This is hard to argue with, and I’m not even going to try, because Bilas is right –
Step back from the ridiculous rhetoric in the transfer debate and go to the very foundation upon which this entire industry is said to be built. What does NCAA president Mark Emmert say every time the thought of athlete compensation is broached? He says, quite simply, “These are STUDENTS,” as if stating that simple phrase is dispositive of the issue. The NCAA says in word and deed that athletes are “students that just happen to be athletes” and “athletes are students to be treated like any other student.” Furthermore, the NCAA is quick to state that athletes are NOT employees. They are unpaid, amateur STUDENTS. That is the bedrock principle of the NCAA, and this analysis doesn’t even approach any of the NCAA’s “student-athlete welfare” rhetoric.
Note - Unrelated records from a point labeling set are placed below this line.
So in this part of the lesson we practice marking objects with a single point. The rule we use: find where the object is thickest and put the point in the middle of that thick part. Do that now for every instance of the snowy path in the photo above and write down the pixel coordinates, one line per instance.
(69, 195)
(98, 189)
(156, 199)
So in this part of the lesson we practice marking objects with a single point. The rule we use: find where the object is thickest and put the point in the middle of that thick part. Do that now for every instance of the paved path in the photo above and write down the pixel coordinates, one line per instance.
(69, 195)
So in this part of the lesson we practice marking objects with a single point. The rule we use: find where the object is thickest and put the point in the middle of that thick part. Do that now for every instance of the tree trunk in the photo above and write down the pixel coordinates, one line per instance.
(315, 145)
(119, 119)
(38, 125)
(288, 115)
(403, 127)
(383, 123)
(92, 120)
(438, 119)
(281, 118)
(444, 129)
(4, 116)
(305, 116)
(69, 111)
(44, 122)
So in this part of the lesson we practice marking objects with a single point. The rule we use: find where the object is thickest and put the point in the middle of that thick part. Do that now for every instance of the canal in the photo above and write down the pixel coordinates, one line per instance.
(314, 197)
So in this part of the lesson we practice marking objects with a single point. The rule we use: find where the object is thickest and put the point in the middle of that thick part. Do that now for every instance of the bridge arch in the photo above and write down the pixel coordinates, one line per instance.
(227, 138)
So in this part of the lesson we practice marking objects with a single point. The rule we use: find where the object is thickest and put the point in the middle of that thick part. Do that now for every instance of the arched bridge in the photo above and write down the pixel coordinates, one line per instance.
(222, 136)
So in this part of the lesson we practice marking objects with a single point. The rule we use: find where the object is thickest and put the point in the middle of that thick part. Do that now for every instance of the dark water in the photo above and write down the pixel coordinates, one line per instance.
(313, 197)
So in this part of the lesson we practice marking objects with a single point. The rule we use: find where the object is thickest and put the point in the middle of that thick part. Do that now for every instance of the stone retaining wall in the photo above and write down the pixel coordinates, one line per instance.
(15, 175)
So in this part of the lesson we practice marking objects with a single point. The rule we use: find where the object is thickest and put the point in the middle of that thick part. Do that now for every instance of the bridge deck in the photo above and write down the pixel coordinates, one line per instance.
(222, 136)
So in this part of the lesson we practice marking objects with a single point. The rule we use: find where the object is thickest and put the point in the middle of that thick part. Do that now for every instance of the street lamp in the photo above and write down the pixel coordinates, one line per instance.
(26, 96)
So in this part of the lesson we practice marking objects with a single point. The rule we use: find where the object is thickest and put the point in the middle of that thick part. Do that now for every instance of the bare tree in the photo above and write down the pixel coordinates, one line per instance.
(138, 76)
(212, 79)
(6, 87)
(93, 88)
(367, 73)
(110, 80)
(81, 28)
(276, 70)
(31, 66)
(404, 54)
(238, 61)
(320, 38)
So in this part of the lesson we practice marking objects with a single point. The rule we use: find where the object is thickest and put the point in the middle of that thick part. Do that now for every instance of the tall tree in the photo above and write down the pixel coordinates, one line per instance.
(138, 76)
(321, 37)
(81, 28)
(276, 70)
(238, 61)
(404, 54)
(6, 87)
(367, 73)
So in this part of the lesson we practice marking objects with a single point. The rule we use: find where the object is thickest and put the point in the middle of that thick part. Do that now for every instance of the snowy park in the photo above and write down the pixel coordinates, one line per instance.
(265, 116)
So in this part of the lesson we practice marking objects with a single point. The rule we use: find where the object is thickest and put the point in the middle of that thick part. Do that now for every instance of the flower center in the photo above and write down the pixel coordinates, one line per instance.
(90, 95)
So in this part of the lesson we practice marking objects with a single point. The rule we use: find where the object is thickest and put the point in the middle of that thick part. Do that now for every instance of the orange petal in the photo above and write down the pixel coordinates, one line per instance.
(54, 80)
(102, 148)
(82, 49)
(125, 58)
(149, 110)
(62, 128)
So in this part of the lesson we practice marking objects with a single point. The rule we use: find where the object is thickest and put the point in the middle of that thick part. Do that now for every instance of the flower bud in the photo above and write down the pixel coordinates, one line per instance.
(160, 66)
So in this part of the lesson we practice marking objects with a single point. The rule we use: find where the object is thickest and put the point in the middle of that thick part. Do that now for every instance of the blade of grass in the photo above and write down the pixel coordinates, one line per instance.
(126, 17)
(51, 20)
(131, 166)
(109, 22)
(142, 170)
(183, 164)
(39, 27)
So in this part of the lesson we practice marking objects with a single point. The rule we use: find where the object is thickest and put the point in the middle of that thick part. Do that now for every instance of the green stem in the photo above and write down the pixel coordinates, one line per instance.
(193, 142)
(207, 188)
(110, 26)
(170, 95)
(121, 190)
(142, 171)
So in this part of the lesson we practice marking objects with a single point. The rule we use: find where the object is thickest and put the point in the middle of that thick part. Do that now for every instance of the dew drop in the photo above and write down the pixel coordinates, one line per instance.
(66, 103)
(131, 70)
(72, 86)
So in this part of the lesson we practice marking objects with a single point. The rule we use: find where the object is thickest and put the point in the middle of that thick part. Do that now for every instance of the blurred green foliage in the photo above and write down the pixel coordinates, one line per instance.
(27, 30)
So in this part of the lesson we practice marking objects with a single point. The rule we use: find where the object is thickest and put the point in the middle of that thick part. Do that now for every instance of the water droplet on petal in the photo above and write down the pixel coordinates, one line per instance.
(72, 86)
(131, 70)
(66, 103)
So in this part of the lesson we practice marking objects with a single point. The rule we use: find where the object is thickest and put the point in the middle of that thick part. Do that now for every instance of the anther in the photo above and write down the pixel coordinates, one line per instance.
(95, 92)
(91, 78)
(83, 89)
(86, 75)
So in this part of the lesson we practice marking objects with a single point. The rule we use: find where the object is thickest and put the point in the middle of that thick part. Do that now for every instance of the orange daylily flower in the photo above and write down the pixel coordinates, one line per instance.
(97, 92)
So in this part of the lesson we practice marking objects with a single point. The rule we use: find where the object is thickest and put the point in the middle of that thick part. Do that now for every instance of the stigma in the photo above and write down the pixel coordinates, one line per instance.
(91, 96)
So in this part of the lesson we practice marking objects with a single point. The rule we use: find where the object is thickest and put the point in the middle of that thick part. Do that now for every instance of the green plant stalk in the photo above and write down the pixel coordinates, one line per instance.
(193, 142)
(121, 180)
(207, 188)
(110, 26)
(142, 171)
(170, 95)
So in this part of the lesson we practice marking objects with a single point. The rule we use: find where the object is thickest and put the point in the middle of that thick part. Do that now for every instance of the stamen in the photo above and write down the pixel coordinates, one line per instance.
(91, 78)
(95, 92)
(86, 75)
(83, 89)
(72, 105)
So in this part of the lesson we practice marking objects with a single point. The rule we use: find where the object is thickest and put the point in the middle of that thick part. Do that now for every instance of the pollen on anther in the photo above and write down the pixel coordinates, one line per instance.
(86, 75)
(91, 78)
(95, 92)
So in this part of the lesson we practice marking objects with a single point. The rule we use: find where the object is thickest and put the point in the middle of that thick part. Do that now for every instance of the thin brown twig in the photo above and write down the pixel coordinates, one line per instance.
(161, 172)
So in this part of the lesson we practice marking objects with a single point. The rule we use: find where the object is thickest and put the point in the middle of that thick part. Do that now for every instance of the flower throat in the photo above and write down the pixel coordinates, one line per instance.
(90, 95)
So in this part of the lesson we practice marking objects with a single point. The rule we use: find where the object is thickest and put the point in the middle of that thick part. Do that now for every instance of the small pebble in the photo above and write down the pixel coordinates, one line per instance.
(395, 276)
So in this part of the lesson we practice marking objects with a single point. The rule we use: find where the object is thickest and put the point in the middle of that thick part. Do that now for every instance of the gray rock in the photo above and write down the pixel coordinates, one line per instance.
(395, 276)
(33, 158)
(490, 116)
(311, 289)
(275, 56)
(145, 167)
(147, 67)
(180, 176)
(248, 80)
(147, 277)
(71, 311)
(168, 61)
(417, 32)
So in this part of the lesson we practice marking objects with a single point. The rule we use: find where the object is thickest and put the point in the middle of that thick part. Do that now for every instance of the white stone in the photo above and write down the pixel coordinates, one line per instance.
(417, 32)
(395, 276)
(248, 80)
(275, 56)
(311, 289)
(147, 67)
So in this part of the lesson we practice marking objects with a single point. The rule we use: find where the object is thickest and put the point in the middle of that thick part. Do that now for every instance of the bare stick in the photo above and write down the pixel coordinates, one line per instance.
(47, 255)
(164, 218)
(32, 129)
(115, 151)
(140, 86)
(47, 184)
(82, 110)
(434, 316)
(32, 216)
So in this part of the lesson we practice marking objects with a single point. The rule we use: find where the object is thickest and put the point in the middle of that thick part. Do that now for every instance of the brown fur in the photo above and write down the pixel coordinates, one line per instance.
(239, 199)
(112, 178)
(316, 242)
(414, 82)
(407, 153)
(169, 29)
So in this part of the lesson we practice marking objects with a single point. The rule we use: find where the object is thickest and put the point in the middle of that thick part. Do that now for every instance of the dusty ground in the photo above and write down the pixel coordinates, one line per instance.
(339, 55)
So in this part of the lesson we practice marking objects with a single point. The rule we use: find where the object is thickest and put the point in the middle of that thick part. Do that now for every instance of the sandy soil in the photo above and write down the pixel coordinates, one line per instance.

Well, if it is true that we are talking about students being treated like any other students, the NCAA’s transfer policy should be quite simple. Any athlete should be allowed to transfer at any time and accept all allowable aid from any school that will have him or her. The transferring athlete should be eligible to play immediately upon his or her full-time enrollment at the beginning of the next semester or quarter leading to the next full season after the transfer. There you go. Done.
Of course it won’t be that simple, because coaches and ADs are not going to like not having control over all of their athletes, but there really is no reason they should have that level of control. I’ve gone to college and worked in the real world for a long time, and I’ve never once been held to that kind of standard when chancing schools, or jobs. Why would an unpaid student be held to a different standard? Because we want them to play for our team as long as possible and not go to a rival?
That sounds a lot like professional sports before free agency, which was also deemed to be illegal, but at least those guys got paid.